Four-phonon processes play an essential role in the thermal transport characteristics of materials. The incorporation of four-phonon scattering processes can help to accurately predict the thermal conductivity and tune thermal transport by phonon engineering. This work evaluates the four-phonon scattering mechanisms of two-dimensional (2D) group-IV materials including graphene, silicene, germanene, and stanene using first-principles and the Boltzmann transport equation. It can be proved that after considering the four-phonon scattering, the lattice thermal conductivities of the four materials decrease by 74, 35, 33, and 52% at 300 K, respectively.
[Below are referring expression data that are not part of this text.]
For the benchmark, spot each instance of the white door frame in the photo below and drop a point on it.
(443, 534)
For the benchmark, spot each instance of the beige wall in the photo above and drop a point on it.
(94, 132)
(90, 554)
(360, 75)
By analyzing the four-phonon behaviors, we attribute the obvious impact of the four-phonon scattering on lattice thermal conductivity to the following aspects: (1) the larger acoustic-optical energy gap has less effect on the four-phonon scattering process than that on the three-phonon scattering process; (2) in the range of bunched acoustic modes, the four-phonon scattering process is more likely to satisfy the energy conservation law; (3) the reflection symmetry selection rule is less restrictive for the four-phonon scattering process of the ZA phonon mode and improves the scattering rate of ZA phonon modes. In addition, we analyze the recombination process, redistribution process, and splitting process of four-phonon scattering and find that the redistribution process dominates the four-phonon scattering process. This work reveals the effect of four-phonon scattering on the thermal transport in 2D group-IV materials, which may provide fundamental knowledge to engineer phonon thermal transport.